# Alex and Kai a BH



## Caja's Mom (Aug 6, 2003)

Since I see she isn't going to put one up I will.

Congratulations to Alex and Kai for an awesome BH performance this past weekend at Empire Working dog club. 

You two trained a ton and even drove to Buffalo a few times. 

It was a really nice picture and it really showed the teamwork between the 2 of you. You won't have any problems with IPO 1 next year.


----------



## 1sttimeforgsd (Jul 29, 2010)

Congratulations Alex and Kai! :congratulations:


----------



## GSDElsa (Jul 22, 2009)

Hehehe...you are evil trish 

Yes you guys looked amazing alex!


----------



## wolfstraum (May 2, 2003)

Congratulations!!!

Lee


----------



## GatorDog (Aug 17, 2011)

Congrats!!!


Sent from my iPhone using PG Free


----------



## Caja's Mom (Aug 6, 2003)

Well, someone had to do it.

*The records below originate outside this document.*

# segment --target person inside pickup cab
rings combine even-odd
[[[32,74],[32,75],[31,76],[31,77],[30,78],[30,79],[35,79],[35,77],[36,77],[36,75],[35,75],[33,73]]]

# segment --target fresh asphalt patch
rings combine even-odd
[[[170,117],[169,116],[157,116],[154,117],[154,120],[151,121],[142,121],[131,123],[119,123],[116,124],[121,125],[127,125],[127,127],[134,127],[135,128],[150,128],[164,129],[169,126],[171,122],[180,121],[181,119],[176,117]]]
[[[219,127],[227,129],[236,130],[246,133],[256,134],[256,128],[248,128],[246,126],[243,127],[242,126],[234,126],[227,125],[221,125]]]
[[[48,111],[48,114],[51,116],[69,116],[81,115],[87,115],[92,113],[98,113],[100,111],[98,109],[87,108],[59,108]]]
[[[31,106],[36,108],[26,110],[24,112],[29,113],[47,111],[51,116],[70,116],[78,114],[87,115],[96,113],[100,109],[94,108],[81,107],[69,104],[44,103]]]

Not much else to do on a "snow" day off from work...


----------



## elisabeth_00117 (May 17, 2009)

Congrats!


----------



## abakerrr (Aug 8, 2008)

Thanks guys!! I just love this little dog. On to our FR Brevet and IPO1 next year. :wub:

Snapped these shots of her on Saturday after the trial while on our BH-celebration geocash.


----------



## carmspack (Feb 2, 2011)

congratulations --- awesome looking dog - (I am a sucker for those bi-colours) just loved French ring -- really miss it , wish I had a club close by -- so who is that dog - (pedigree) -- congrats again
Carmen


----------



## GSDElsa (Jul 22, 2009)

I'll try to get you pictures eventually. My computer is seriously on the fritz and I have no idea what to do...when I go to "computer" to look at my drives (ie flash drive with CF card attached....plus C drive and D drive and everything else!) it is just BLANK. Started late Sunday and hasn't changed yesterday or today :-/


----------



## abakerrr (Aug 8, 2008)

Justine - Take your time, no rush. It'll be fun to see how all the trial pics turned out, despite the what i'm sure was bad lighting. 

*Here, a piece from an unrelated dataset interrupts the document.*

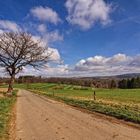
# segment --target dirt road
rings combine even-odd
[[[20,90],[16,140],[140,140],[140,130]]]

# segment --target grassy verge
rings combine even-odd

Carmen - Thanks! Most of her foundation has been built up in schutzhund but she really seems to excel with the ringsport exercises. Trials and people to train with are definitely much harder to come by in french ring, but shes such a versatile dog that both sports seem equally enjoyable. Pedigree: Eden Vom Hayes Haus


----------



## Caja's Mom (Aug 6, 2003)

Maybe Panther needs to try out the bite suit.


----------



## abakerrr (Aug 8, 2008)

Caja's Mom said:


> Maybe Panther needs to try out the bite suit.


Your always welcome to come out and train!


----------